Q 22) What has changed from private preview to limited public preview regarding data flows?

Some of the things that have changed are mentioned below:

  • There is no need to bring your own Azure Databricks clusters now.
  • Data Factory will handle cluster creation and deletion.
  • We can still use Data Lake Storage Gen 2 and Blob Storage to store these files. You may use the appropriate linked services. You may also use associated services that are appropriate for the services of the storage engines.
  • Blob dataset and Azure Data Lake gen 2 storage split into delimited text and Apache Parquet dataset.

Q 23) Data Factory supports two types of compute environments to execute the transform activities. What are those?

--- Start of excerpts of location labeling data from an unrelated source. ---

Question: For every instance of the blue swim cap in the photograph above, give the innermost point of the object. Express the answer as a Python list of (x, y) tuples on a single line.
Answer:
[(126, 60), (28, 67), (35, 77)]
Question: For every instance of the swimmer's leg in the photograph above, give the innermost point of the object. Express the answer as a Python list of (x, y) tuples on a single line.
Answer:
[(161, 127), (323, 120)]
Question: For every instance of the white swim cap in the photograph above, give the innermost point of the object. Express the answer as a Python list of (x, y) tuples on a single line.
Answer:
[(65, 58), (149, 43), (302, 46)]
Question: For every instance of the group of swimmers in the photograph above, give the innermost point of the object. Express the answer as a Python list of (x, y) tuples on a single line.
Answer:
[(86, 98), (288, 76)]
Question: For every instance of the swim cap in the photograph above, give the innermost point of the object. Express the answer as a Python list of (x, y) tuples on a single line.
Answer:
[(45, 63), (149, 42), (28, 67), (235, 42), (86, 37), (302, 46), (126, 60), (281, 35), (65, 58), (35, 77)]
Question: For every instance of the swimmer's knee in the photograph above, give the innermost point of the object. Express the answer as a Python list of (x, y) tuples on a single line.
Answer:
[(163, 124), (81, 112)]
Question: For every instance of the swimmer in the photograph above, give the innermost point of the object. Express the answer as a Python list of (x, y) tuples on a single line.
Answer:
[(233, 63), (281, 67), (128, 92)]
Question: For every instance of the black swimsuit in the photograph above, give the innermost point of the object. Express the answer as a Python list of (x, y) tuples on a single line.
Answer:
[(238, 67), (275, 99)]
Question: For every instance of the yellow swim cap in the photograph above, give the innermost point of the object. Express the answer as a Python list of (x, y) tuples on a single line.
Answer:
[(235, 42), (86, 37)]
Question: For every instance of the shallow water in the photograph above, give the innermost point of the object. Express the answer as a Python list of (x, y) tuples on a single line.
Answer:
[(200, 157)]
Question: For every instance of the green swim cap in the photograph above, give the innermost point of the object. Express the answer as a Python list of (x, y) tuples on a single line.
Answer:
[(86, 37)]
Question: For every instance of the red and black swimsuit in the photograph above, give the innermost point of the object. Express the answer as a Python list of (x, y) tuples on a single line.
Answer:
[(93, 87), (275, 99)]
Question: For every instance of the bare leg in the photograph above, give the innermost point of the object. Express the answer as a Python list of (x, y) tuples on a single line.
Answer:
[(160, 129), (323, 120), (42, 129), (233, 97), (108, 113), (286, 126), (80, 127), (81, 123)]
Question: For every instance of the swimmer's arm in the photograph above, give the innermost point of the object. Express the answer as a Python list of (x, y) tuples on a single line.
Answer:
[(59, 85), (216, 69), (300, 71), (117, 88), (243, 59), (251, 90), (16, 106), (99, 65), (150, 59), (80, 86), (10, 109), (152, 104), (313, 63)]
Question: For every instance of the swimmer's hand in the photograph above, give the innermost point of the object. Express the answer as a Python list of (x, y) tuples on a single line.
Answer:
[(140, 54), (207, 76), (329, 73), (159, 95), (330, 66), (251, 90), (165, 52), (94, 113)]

Let’s take a look at the types.

  • On-Demand Computing Environment – This is a fully managed environment provided by ADF. This type of calculation creates a cluster to perform the transformation activity and automatically deletes it when the activity is complete. 
  • Bring your own environment – In this environment, use ADF to manage your computing environment yourself.

Q 24) What is Azure SSIS Integration Runtime?

Azure SSIS Integration is a fully managed cluster of virtual machines hosted in Azure and designed to run SSIS packages in your data factory. You can scale up SSIS nodes simply by configuring the node size, or you can scale out by configuring the number of nodes in the virtual machine cluster.

Q 25) What is required to execute an SSIS package in Data Factory?

You need to create an SSIS integration runtime and SSIS database catalog hosted on an Azure SQL database or an Azure SQL managed instance.

Also Check: Microsoft Certification Roadmap 2023.

Q 26) Do I need coding knowledge for Azure Data Factory?

No, coding knowledge is not required for Azure Data Factory. With Azure Data Factory, you can leverage its 90 built-in connectors and mapping data flow activities to transform data without the need for programming skills or knowledge of Spark clusters. It enables you to create workflows efficiently and quickly, simplifying the data integration and transformation process.

Q 27) What are the benefits of performing a lookup in Azure Data Factory?

Performing a lookup in Azure Data Factory offers several advantages. The Lookup activity is commonly used within ADF pipelines for configuration lookup, providing access to the dataset in its original form. The output of the Lookup activity can be used to retrieve data from the source dataset, and often these lookup results are passed downstream in the pipeline to serve as input for subsequent stages.

To delve further, the Lookup activity in ADF is responsible for data retrieval and can be customized based on the specific requirements of the process. It allows you to retrieve a single row or multiple rows from the dataset, depending on your query. This flexibility in data retrieval enhances the overall functionality and versatility of Azure Data Factory pipelines.

Q 28) What types of variables are supported in Azure Data Factory, and how many categories are there?

Azure Data Factory supports variables within its pipelines to temporarily store values, similar to variables in programming languages. There are two types of operations used to assign and modify variable values: set variables and add variables.

Azure Data Factory utilizes two different categories of variables:

  1. System variables: These are predefined constants within the Azure environment, such as Pipeline ID, Pipeline Name, Trigger Name, and more. These variables are automatically available for use within the pipeline logic.
  2. User variables: These variables are declared by the user and can be utilized in the pipeline’s logic as needed. User variables provide flexibility for customizing and enhancing the pipeline’s functionality.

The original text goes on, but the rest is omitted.